I have similar problems for CYP2D6 on multiple samples. I hope it is related to the initial post.

python3 bin/stellarpgx.py b37/diplo_db_debugged2.dbs V350029497_L02_MANsbdpX078095-736-1_vars/V350029497_L02_MANsbdpX078095-736-1_core_snvs.dip V350029497_L02_MANsbdpX078095-736-1_vars/V350029497_L02_MANsbdpX078095-736-1_full.dip V350029497_L02_MANsbdpX078095-736-1_vars/V350029497_L02_MANsbdpX078095-736-1_gt.dip b37/genotypes4.dbs V350029497_L02_MANsbdpX078095-736-1_gene_del/V350029497_L02_MANsbdpX078095-736-1_gene_del_summary.txt V350029497_L02_MANsbdpX078095-736-1_gene_dup/V350029497_L02_MANsbdpX078095-736-1_gene_dup_summary.txt V350029497_L02_MANsbdpX078095-736-1_cyp2d6_dp b37/haps_var_new.dbs b37/a_scores.dbs
--------------------------------------------

CYP2D6 Star Allele Calling with StellarPGx

--------------------------------------------

Initially computed CN = 15

Sample core variants:
42522613~G>C~0/1;42523943~A>G~0/1;42526763~C>T~0/1

Candidate alleles:
['1.v1_35.v1']

Result:
check

Activity score:
Traceback (most recent call last):
  File "bin/stellarpgx.py", line 670, in <module>
    ac_score = get_ac_score(act_score, gene_alleles)
  File "bin/stellarpgx.py", line 645, in get_ac_score
    p_allele = allele_dict[m_allele] + "_" + n_allele
KeyError: 'check'

The crash happens because function dup_test_cn_n runs to the end of the if-chain and returns 'check' which cannot be handled by get_ac_score().

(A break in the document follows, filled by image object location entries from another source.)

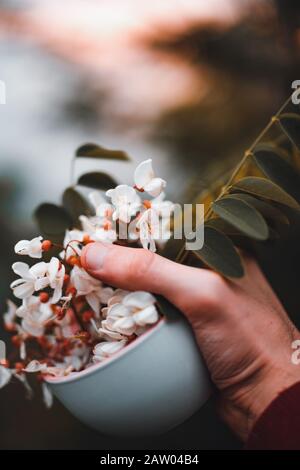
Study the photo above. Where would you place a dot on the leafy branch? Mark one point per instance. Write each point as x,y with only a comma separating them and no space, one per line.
252,202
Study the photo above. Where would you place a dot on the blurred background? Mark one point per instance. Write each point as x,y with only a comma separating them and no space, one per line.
188,83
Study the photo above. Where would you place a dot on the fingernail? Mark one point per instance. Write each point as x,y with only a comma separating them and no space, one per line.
93,256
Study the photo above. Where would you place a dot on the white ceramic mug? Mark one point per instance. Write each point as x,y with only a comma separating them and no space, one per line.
149,387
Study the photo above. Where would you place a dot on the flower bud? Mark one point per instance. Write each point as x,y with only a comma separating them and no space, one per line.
73,261
44,297
47,245
87,316
19,366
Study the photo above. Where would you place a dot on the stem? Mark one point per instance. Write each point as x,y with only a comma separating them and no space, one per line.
73,162
182,253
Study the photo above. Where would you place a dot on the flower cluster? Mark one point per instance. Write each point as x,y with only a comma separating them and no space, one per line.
67,320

A quick fix was to replace in line stellarogx.py:664

`if gene_alleles == "":
    ac_score = "Indeterminate"
    print(ac_score)

with

if gene_alleles in ["", "check"]:    
    ac_score = "Indeterminate"
    print(ac_score)

Is this appropriate, or does gene_alleles == 'check' demand a more informative output?

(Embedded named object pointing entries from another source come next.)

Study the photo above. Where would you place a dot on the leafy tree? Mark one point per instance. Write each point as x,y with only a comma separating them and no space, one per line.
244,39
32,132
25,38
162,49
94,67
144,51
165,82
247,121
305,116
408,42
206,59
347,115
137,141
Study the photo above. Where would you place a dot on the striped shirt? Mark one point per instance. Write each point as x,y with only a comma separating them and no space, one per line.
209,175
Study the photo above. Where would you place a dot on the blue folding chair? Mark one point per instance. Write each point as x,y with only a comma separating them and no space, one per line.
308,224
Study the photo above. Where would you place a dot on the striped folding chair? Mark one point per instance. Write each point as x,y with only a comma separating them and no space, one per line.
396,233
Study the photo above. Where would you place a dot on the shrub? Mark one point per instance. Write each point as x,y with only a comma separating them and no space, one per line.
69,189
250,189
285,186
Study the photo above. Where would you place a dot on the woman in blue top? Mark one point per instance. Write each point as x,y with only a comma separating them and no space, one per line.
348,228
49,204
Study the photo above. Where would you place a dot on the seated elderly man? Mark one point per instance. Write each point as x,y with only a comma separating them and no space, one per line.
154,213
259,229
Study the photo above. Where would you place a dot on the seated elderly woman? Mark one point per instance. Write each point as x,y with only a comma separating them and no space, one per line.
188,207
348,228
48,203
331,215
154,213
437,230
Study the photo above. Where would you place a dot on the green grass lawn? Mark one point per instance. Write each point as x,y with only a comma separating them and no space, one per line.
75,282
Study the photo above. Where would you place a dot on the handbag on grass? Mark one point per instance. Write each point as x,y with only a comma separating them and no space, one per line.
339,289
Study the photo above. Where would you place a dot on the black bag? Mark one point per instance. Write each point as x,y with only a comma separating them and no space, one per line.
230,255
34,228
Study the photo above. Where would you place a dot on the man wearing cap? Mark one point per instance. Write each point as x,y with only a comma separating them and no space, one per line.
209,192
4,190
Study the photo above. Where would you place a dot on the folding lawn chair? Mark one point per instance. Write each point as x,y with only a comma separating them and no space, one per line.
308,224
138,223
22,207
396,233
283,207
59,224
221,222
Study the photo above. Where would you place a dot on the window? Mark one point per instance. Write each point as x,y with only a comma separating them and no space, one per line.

twesigomwedavid commented 2 years ago

@mgonzalezporta – Thanks again for opening this issue. I have addressed the error and 36xN+10xN calling with 3ab19a9

twesigomwedavid commented 2 years ago

@pmginacio – Thanks for the suggestion at stellarpgx.py:664. We had included the 'check' output to flag any samples that require visual/ in-depth inspection. For instance, the V350029497_L02_MANsbdpX078095-736-1 sample you are analysing seems to have CN=15 which is rare. May you try running it again with the new commit. Thanks.

twesigomwedavid commented 2 years ago

@mgonzalezporta and @pmginacio – Thanks again for pointing out these bugs. I am closing this issue – feel free to reopen it in case of anything else related to this.